KPK Gelar FGD, Persiapkan Initial Memorandum OECD Bidang Antikorupsi

Sebagai tindak lanjut Keputusan Presiden No. 17 Tahun 2024 tentang Percepatan Aksesi Keanggotaan Indonesia di Organisation for Economic Co-operation and Development (OECD), Komisi Pemberantasan Korupsi (KPK) menyelenggarakan Focus Group Discussion (FGD) untuk membahas rancangan Initial Memorandum (IM) Aksesi OECD Bidang Antikorupsi.
Deputi Bidang Informasi dan Data KPK, Eko Marjono, dalam sambutannya menegaskan bahwa IM adalah dokumen krusial dalam proses menuju keanggotaan Indonesia pada OECD. Dokumen ini mengkaji keselarasan regulasi dengan instrumen-instrumen hukum internasional pada OECD yang bertujuan melawan kejahatan penyuapan pejabat publik asing dalam transaksi bisnis internasional.
“Pada Maret 2024, Indonesia menerima roadmap aksesi keanggotaan OECD yang berisi tahapan yang harus dilalui.

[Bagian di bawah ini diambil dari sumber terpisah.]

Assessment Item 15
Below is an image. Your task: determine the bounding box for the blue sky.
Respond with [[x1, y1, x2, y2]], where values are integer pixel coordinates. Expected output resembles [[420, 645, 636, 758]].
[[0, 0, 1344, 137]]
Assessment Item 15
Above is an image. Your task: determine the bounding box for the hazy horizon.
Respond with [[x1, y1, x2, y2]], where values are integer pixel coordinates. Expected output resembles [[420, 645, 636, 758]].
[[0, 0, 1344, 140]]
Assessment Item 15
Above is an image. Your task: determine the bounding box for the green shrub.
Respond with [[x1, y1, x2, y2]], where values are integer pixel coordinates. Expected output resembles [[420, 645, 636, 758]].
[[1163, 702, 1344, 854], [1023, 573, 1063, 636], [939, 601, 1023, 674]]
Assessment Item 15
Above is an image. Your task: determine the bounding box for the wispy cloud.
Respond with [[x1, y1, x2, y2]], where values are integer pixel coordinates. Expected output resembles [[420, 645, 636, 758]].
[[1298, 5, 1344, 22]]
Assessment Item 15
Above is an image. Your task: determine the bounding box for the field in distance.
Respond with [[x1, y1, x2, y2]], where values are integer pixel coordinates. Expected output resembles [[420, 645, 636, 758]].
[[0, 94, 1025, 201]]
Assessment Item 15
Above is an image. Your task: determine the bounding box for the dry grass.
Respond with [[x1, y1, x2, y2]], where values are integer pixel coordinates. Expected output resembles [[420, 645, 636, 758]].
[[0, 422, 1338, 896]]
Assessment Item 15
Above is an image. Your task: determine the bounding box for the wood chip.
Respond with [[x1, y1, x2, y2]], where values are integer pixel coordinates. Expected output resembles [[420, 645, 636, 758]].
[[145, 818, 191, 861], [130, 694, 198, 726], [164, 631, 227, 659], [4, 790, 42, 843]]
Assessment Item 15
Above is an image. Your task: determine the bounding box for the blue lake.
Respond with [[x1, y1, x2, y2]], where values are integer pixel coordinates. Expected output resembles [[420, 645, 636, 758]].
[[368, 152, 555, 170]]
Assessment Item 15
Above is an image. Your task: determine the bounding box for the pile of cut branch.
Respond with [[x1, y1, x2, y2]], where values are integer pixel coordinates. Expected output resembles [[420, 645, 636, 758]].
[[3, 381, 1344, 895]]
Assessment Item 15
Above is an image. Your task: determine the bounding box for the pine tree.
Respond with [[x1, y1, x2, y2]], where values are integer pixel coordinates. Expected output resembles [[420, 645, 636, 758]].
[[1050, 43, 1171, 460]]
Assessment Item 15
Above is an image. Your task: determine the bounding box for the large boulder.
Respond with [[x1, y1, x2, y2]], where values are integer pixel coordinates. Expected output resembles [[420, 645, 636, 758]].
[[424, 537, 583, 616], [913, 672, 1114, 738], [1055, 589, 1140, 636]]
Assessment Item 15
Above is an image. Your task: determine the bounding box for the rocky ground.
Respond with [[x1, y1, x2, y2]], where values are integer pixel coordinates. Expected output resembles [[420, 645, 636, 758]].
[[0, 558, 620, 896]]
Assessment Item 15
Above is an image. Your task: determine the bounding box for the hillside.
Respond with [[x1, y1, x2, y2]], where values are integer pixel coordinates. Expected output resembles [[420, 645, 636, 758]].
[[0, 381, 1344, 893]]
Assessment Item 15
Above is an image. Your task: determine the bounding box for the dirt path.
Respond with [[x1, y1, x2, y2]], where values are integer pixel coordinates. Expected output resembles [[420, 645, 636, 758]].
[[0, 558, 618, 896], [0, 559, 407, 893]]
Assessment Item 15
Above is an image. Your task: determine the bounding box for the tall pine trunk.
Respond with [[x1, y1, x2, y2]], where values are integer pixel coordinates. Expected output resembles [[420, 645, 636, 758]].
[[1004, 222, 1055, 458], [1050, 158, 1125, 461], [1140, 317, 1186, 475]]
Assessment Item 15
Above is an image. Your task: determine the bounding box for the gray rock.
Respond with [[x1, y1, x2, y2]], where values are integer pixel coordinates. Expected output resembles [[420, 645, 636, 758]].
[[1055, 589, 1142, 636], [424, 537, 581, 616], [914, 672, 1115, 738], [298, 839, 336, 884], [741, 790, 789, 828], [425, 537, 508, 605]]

Penyusunan Initial Memorandum menjadi langkah penting karena dokumen ini berfungsi sebagai self-assessment yang merefleksikan kondisi regulasi, kebijakan, dan implementasi dari 243 instrumen OECD yang harus diikuti Indonesia,” kata Eko dalam kegiatan yang dilaksanakan di Hotel Wyndham, Jakarta, Jumat (22/11).
Rancangan IM yang dipersiapkan oleh KPK berdasarkan masukan tertulis dari lembaga-lembaga terkait kemudian dibahas lebih lanjut dalam FGD yang dihadiri oleh perwakilan kementerian/lembaga (K/L) yang tergabung dalam kelompok kerja (pokja) Bidang Antikorupsi. Anggota pokja ini meliputi Kepolisian RI, Kejaksaan Agung, Kementerian Hukum, Kementerian Luar Negeri, serta Pusat Pelaporan dan Analisis Transaksi Keuangan (PPATK).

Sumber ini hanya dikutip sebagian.